McNeil Pleads Guilty, Accepts $20 Million Criminal Fine, for Contaminated Children’s Medicines By Tod Aronovitz | 03/23/15 | 0 Comment

McNeil-PPC Inc., a wholly owned subsidiary of Johnson & Johnson, entered a guilty plea in Federal District Court in Philadelphia as a result of its production of contaminated infants’ and children’s over-the-counter liquid drugs, the U.S. Department of Justice announced. McNeil also agreed to pay a $20 million criminal fine and forfeit $5 million.

According to case documents against McNeil, the medicines were adulterated because they were not manufactured, processed, packed or held in conformation with current Good Manufacturing Practices (CGMP), in violation of the federal Food, Drug and Cosmetic Act (FDCA).

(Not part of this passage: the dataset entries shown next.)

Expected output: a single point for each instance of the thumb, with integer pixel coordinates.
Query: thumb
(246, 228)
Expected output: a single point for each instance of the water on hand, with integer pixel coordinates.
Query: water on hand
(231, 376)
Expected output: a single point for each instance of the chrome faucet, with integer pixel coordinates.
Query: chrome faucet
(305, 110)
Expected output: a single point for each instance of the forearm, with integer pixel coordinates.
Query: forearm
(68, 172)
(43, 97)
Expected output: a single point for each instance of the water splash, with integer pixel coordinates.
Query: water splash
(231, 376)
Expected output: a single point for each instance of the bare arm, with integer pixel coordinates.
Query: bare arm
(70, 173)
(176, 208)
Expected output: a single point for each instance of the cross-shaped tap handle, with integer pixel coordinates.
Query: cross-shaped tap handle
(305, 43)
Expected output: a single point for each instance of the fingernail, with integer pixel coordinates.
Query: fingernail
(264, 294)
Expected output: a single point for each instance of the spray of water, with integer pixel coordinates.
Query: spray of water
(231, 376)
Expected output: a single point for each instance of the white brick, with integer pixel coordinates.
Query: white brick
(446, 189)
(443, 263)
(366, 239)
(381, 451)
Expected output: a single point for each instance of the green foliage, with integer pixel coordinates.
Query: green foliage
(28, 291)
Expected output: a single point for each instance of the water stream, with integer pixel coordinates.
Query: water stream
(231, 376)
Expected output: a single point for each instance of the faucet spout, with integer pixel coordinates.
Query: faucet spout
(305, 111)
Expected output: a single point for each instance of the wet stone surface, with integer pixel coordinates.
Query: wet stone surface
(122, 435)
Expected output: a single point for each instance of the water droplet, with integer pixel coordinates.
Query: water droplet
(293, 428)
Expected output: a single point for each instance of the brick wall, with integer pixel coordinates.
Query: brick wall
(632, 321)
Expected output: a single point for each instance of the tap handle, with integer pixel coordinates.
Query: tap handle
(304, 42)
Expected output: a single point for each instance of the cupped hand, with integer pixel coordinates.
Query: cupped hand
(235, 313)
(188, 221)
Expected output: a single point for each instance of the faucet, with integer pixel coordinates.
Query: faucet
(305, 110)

The OTC liquid drugs in question—including Infants’ and Children’s Tylenol and Infants’ and Children’s Motrin—were manufactured at McNeil’s Fort Washington, Pennsylvania, facility on four lines of machinery dedicated to liquid formulations. Allegedly, on or about May 1, 2009, McNeil received a consumer complaint about the presence of “black specks in the liquid on the bottom of the bottle” of Infants’ Tylenol. The foreign matter was later identified as nickel/chromium-rich inclusions, which were not intended ingredients.

McNeil should have initiated or completed a Corrective Action Preventive Action (CAPA) as a result of these findings, according to case records, but apparently did not. The information brought forth in this case alleges other instances when the Fort Washington facility found metal particulates in the Infants’ Tylenol it produced, but also failed to complete a CAPA.

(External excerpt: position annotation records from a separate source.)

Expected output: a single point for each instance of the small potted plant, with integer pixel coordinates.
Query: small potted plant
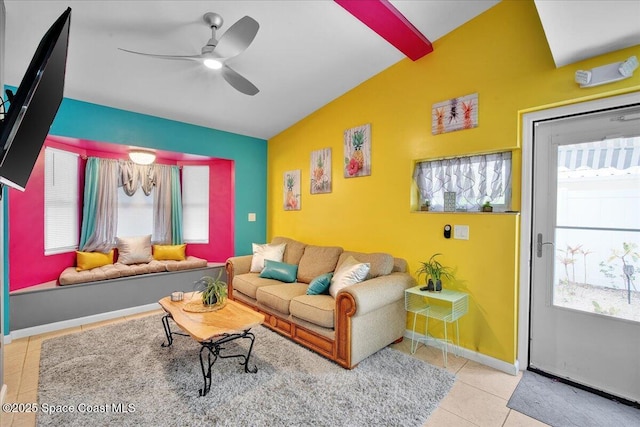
(214, 291)
(434, 272)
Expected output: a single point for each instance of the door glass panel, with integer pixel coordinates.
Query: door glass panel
(597, 231)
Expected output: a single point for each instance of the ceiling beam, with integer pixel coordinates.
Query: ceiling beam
(383, 18)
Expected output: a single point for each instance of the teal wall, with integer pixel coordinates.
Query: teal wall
(78, 119)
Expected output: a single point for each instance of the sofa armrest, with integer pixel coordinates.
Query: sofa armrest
(240, 264)
(379, 291)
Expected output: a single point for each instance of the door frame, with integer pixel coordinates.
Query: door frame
(528, 118)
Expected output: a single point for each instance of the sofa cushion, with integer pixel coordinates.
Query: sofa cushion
(249, 283)
(89, 260)
(170, 252)
(349, 273)
(264, 252)
(320, 285)
(293, 251)
(279, 296)
(317, 309)
(317, 260)
(279, 271)
(381, 264)
(134, 250)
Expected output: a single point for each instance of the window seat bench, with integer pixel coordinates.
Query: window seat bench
(49, 303)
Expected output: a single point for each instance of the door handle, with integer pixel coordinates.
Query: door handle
(539, 244)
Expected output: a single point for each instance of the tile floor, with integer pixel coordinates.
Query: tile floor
(478, 398)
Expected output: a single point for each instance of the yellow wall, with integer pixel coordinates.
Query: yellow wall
(504, 57)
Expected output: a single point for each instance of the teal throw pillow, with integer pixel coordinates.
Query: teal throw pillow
(320, 285)
(279, 271)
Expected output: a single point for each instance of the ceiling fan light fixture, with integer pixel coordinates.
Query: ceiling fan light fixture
(142, 157)
(213, 64)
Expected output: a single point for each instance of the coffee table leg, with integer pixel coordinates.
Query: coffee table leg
(213, 348)
(167, 330)
(206, 373)
(252, 337)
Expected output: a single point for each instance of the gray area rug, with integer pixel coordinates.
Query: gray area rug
(120, 375)
(560, 405)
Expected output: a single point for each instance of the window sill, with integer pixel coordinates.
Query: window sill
(468, 212)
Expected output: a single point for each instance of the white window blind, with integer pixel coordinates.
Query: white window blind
(61, 207)
(135, 213)
(195, 204)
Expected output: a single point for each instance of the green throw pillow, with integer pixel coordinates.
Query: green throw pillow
(279, 271)
(320, 285)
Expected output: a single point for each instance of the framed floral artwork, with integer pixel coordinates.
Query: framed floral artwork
(455, 114)
(321, 171)
(357, 151)
(292, 190)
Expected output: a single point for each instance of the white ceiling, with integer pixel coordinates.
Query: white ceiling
(305, 54)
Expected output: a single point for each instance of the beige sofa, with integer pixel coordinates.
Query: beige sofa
(362, 319)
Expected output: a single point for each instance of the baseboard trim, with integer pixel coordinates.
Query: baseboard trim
(492, 362)
(56, 326)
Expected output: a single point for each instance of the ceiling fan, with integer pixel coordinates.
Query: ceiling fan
(216, 52)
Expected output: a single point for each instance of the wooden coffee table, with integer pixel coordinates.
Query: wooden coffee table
(212, 330)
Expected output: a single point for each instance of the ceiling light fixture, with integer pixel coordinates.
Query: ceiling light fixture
(214, 64)
(607, 73)
(142, 157)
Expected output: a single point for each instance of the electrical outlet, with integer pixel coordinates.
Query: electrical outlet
(461, 232)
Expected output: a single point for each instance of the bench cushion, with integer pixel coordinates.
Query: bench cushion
(279, 296)
(317, 309)
(187, 264)
(70, 276)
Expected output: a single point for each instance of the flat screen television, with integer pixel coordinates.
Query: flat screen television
(34, 106)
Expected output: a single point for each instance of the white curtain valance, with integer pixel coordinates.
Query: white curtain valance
(474, 179)
(133, 175)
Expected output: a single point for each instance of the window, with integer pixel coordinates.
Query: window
(135, 213)
(61, 210)
(474, 179)
(195, 204)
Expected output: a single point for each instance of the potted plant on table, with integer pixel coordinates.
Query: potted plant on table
(214, 291)
(434, 272)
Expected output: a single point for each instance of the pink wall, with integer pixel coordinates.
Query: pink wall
(29, 266)
(221, 208)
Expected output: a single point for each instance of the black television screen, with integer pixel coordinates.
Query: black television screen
(34, 106)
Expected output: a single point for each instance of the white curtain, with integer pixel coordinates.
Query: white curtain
(162, 205)
(100, 211)
(474, 179)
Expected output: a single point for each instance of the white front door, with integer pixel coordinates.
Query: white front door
(585, 263)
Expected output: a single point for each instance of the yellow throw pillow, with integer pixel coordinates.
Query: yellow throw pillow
(170, 252)
(89, 260)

During an inspection in 2010, the FDA requested a list of all non-conformance particles in the associated drug batches that had occurred since 2009. McNeil turned over that list, which cataloged 30 batches of OTC liquid drugs including Infants’ Tylenol, Children’s Tylenol, and Children’s Motrin, but could not supply any CAPA plans because they supposedly did not exist.

As a result, around April 30, 2010, McNeil’s Consumer Health Care division, in conjunction with the FDA, recalled all lots of certain expired Infants’ and Children’s OTC drugs made at the Fort Washington facility and distributed in the United States and to other countries.

According to Miami personal injury attorney Tod Aronovitz, these regulations have been put in place to protect consumers from potentially lethal outcomes. The Food, Drug and Cosmetic Act (FDCA) considers a drug adulterated if the methods used in, or the facilities and controls used for, the manufacture, processing, packing, labeling, holding and distribution of drugs and components were not in conformance with CGMP requirements for drugs.

This act also prohibits causing the introduction of or delivery for introduction into interstate commerce of any adulterated drug. Under federal law, drugs not in compliance with CGMP are considered adulterated even if they don’t show any actual defect.

“Drug quality–and especially with the medicines we give our children–is of paramount concern to the FDA,” said Commissioner Margaret A. Hamburg M.D. of the FDA. “The FDA expects manufacturers to have systems in place that will quickly discover and correct problems with medical products before they enter the U.S. marketplace. Today’s guilty plea holds accountable those corporations who risk jeopardizing the public health by not adhering to the high standards set for drug manufacturers.”

In addition to McNeil’s guilty plea, the company remains subject to a permanent injunction entered by the U.S. District Court in 2011, requiring it to make remedial measures, among other actions, before reopening its manufacturing facility in Fort Washington.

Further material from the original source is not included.